De rechtbank bepaalt met toepassing van artikel 8:72, vierde lid, van de Awb dat verweerder een nieuw besluit moet nemen met inachtneming van deze uitspraak. De rechtbank geeft verweerder hiervoor een termijn van twaalf weken. Die termijn is ruimer gesteld in verband met de hierna toegelichte noodzaak tot nader onderzoek en het (opnieuw) horen van eiser.
7.2.
Om de hiervoor vermelde gebreken te herstellen zal verweerder nader onderzoek moeten doen naar de verkeersituatie ter hoogte van het perceel van eiser en naar de gevolgen van een uitweg op die locatie. Daarbij moet in dit geval ook de verkeerskundige beoordeling worden betrokken die ten grondslag ligt aan de verlening van een uitwegvergunning voor het perceel [adres 2] in [plaatsnaam] .
7.3.
Volledigheidshalve merkt de rechtbank op dat het in de rede ligt dat eiser in de gelegenheid wordt gesteld te worden gehoord over de uitkomst van een nader onderzoek en over eventuele verkeerskundige adviezen. [2] Van dat horen zal een verslag moeten worden gemaakt. [3]
7.4.
Gelet op het voorgaande behoeven de overige beroepsgronden geen bespreking.
7.5.
Omdat het beroep gegrond is moet verweerder het griffierecht aan eiser vergoeden. Eiser heeft geen proceskosten gemaakt die vergoed kunnen worden.

Beslissing

De rechtbank:
  • verklaart het beroep gegrond;
  • vernietigt het besluit van 8 september 2022;
  • draagt verweerder op binnen twaalf weken na de dag van verzending van deze uitspraak een nieuw besluit te nemen op het bezwaar met inachtneming van deze uitspraak;
  • bepaalt dat verweerder het griffierecht van € 184,- aan eiser moet vergoeden.
Deze uitspraak is gedaan door mr. S.H. van den Ende, rechter, in aanwezigheid van mr. A. Gerde, griffier. De beslissing is uitgesproken in het openbaar op 15 januari 2025.
griffier
rechter
Een afschrift van deze uitspraak is verzonden aan partijen op:

Informatie over hoger beroep

Een partij die het niet eens is met deze uitspraak, kan een hogerberoepschrift sturen naar de Afdeling bestuursrechtspraak van de Raad van State waarin wordt uitgelegd waarom deze partij het niet eens is met deze uitspraak. Het hogerberoepschrift moet worden ingediend binnen zes weken na de dag waarop deze uitspraak is verzonden. Kan de indiener de behandeling van het hoger beroep niet afwachten, omdat de zaak spoed heeft, dan kan de indiener de voorzieningenrechter van de Afdeling bestuursrechtspraak van de Raad van State vragen om een voorlopige voorziening (een tijdelijke maatregel) te treffen.

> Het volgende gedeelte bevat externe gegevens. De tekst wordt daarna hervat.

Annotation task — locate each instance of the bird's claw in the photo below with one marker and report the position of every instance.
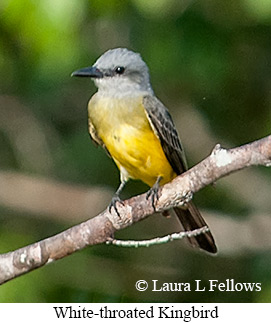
(113, 204)
(153, 194)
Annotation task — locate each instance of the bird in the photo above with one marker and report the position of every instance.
(137, 131)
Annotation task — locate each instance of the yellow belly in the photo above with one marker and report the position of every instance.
(125, 130)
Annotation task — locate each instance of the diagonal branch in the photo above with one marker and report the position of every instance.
(101, 228)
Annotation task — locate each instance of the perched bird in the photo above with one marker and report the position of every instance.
(135, 128)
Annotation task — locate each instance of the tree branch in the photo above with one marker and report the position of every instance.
(101, 228)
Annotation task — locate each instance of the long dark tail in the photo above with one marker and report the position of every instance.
(191, 219)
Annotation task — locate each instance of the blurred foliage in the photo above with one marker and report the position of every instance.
(211, 55)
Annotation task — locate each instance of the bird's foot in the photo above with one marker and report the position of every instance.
(153, 193)
(113, 204)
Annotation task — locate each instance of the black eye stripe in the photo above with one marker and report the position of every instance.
(119, 69)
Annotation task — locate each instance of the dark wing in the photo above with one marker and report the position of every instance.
(94, 136)
(163, 126)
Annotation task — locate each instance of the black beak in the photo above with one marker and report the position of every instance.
(88, 72)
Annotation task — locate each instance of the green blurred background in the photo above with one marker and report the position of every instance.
(210, 63)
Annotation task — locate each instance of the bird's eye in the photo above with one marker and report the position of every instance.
(119, 70)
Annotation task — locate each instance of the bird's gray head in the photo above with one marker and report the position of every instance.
(119, 72)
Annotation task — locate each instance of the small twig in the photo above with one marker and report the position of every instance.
(97, 230)
(157, 240)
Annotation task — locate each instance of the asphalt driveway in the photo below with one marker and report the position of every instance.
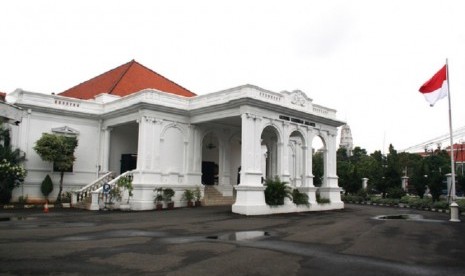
(213, 241)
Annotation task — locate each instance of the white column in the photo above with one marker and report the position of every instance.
(250, 196)
(364, 183)
(284, 150)
(405, 183)
(330, 188)
(106, 149)
(251, 151)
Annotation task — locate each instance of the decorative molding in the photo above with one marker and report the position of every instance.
(66, 130)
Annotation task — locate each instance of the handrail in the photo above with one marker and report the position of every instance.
(96, 184)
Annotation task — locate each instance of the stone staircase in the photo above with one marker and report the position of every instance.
(212, 197)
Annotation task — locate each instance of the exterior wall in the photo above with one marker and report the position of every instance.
(123, 140)
(86, 164)
(168, 133)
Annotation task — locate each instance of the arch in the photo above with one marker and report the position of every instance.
(296, 158)
(270, 138)
(170, 126)
(172, 150)
(210, 146)
(235, 153)
(319, 160)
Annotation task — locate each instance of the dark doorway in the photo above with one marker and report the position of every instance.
(209, 172)
(128, 162)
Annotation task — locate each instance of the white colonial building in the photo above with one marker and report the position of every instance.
(132, 120)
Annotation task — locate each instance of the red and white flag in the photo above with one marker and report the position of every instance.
(436, 88)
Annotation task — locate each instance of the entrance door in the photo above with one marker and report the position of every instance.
(209, 172)
(128, 162)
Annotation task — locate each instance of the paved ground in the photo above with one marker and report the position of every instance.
(213, 241)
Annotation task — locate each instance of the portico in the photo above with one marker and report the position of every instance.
(170, 140)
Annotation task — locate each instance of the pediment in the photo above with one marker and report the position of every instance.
(65, 130)
(297, 97)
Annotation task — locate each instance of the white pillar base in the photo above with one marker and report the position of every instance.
(311, 193)
(333, 193)
(250, 200)
(454, 212)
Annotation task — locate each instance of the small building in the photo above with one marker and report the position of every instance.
(131, 119)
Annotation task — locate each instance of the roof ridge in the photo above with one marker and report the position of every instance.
(121, 77)
(164, 77)
(89, 80)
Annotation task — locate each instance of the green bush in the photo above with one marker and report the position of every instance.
(46, 187)
(299, 198)
(440, 205)
(188, 195)
(168, 193)
(275, 192)
(396, 192)
(322, 200)
(461, 203)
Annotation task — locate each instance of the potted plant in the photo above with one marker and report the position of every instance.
(158, 199)
(168, 193)
(189, 196)
(275, 192)
(198, 196)
(46, 187)
(124, 183)
(66, 200)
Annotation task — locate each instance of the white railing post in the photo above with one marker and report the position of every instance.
(94, 203)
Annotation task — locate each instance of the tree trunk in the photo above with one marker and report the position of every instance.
(62, 174)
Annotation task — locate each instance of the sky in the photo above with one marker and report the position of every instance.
(366, 59)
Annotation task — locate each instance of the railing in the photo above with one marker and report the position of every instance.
(97, 194)
(85, 192)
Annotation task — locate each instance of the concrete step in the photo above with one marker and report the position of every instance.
(212, 197)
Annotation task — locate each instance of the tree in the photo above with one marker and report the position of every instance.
(47, 186)
(12, 174)
(59, 150)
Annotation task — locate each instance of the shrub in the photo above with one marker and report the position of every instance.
(299, 198)
(168, 193)
(23, 199)
(275, 192)
(322, 200)
(197, 194)
(46, 187)
(188, 195)
(441, 205)
(396, 192)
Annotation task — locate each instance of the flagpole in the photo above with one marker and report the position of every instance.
(452, 163)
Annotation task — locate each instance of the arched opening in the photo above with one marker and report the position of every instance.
(318, 162)
(210, 159)
(296, 159)
(235, 159)
(269, 152)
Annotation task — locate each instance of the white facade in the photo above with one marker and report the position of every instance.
(168, 138)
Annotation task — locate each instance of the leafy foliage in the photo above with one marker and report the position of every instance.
(275, 192)
(46, 187)
(168, 193)
(188, 195)
(300, 198)
(12, 173)
(59, 150)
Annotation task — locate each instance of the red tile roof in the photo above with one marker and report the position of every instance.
(124, 80)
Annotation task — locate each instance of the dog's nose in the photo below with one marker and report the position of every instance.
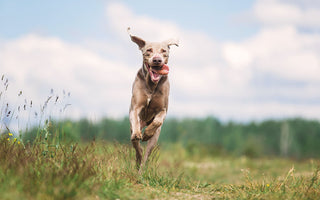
(157, 60)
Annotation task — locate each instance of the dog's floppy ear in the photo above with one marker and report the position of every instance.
(170, 42)
(140, 42)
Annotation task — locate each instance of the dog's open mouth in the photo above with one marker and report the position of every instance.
(156, 72)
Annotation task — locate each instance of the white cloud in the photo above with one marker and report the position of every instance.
(35, 64)
(304, 14)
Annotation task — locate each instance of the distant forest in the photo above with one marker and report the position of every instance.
(295, 138)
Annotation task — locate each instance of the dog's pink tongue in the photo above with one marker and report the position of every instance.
(164, 70)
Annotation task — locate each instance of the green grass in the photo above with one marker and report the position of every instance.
(101, 170)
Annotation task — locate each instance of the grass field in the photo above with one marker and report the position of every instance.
(102, 170)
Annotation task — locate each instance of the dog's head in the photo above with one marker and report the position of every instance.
(155, 56)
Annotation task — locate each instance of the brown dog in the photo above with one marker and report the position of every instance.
(150, 92)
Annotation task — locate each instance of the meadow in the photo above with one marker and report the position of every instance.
(80, 160)
(103, 170)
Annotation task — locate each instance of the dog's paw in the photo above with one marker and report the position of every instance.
(146, 137)
(136, 136)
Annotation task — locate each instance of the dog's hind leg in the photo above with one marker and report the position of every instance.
(137, 147)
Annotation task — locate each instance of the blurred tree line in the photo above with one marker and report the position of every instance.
(298, 138)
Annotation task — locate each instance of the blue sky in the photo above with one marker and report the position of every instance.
(237, 60)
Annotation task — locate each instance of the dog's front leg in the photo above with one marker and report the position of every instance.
(135, 124)
(155, 124)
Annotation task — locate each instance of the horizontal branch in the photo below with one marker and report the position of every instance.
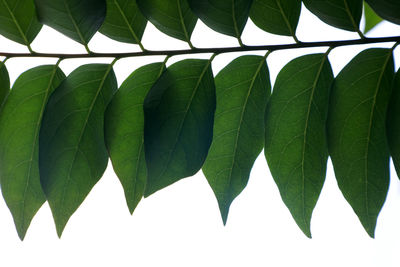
(218, 50)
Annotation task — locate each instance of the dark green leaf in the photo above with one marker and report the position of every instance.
(19, 142)
(356, 132)
(73, 155)
(295, 137)
(242, 88)
(123, 21)
(4, 83)
(343, 14)
(283, 15)
(77, 19)
(172, 17)
(179, 117)
(124, 127)
(393, 124)
(387, 9)
(18, 21)
(227, 17)
(371, 19)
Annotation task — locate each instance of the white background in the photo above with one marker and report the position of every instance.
(181, 225)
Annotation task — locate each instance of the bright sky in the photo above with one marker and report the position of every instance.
(181, 225)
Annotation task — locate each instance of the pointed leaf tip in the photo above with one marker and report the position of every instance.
(295, 135)
(242, 90)
(357, 132)
(124, 131)
(73, 156)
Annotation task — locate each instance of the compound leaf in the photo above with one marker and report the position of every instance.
(343, 14)
(393, 124)
(227, 17)
(283, 15)
(77, 19)
(357, 132)
(295, 137)
(19, 142)
(179, 115)
(242, 89)
(387, 9)
(124, 22)
(72, 152)
(124, 128)
(172, 17)
(18, 21)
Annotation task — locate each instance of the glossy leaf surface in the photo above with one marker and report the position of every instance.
(227, 17)
(393, 124)
(124, 128)
(179, 115)
(124, 22)
(283, 15)
(387, 9)
(357, 132)
(371, 18)
(4, 83)
(18, 21)
(242, 88)
(19, 143)
(343, 14)
(77, 19)
(73, 155)
(295, 137)
(172, 17)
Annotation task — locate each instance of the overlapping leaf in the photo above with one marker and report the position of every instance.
(172, 17)
(124, 128)
(343, 14)
(179, 116)
(18, 21)
(387, 9)
(19, 142)
(4, 83)
(243, 88)
(73, 155)
(371, 18)
(283, 15)
(77, 19)
(227, 17)
(295, 136)
(393, 124)
(124, 22)
(357, 132)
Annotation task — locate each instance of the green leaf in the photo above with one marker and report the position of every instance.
(73, 156)
(227, 17)
(124, 128)
(242, 90)
(179, 117)
(19, 142)
(387, 9)
(357, 133)
(4, 83)
(77, 19)
(172, 17)
(343, 14)
(283, 15)
(393, 124)
(371, 19)
(124, 22)
(295, 136)
(18, 21)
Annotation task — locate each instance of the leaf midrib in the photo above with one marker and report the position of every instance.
(89, 111)
(378, 85)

Bijlage: voor deze uitspraak belangrijke wet- en regelgeving

Algemene wet bestuursrecht
Artikel 7:7
Van het horen wordt een verslag gemaakt.
Artikel 7:9
Wanneer na het horen aan het bestuursorgaan feiten of omstandigheden bekend worden die voor de op het bezwaar te nemen beslissing van aanmerkelijk belang kunnen zijn, wordt dit aan belanghebbenden meegedeeld en worden zij in de gelegenheid gesteld daarover te worden gehoord.
Artikel 7:13
(…)
6. Het advies van de commissie wordt schriftelijk uitgebracht en bevat een verslag van het horen.
(...)
Algemene plaatselijke verordening [plaatsnaam] 2022 (APV 2022)
Artikel 2:12
(...)
Het is verboden zonder, of in afwijking van, omgevingsvergunning van het bevoegd gezag een uitweg te maken naar de weg of verandering te brengen in een bestaande uitweg naar de weg.
In afwijking van het bepaalde in artikel 1:8 wordt de vergunning slechts geweigerd:
a. ter voorkoming van gevaar voor het verkeer op de weg;
(…)

Voetnoten

1.Vergelijk de uitspraak van de Afdeling bestuursrechtspraak van de Raad van State van 6 mei 2020, ECLI:NL:RVS:2020:1182, onder 3.1.
2.Op grond van artikel 7:9 van de Awb.
3.Op grond van artikel 7:13, zesde lid, van de Awb.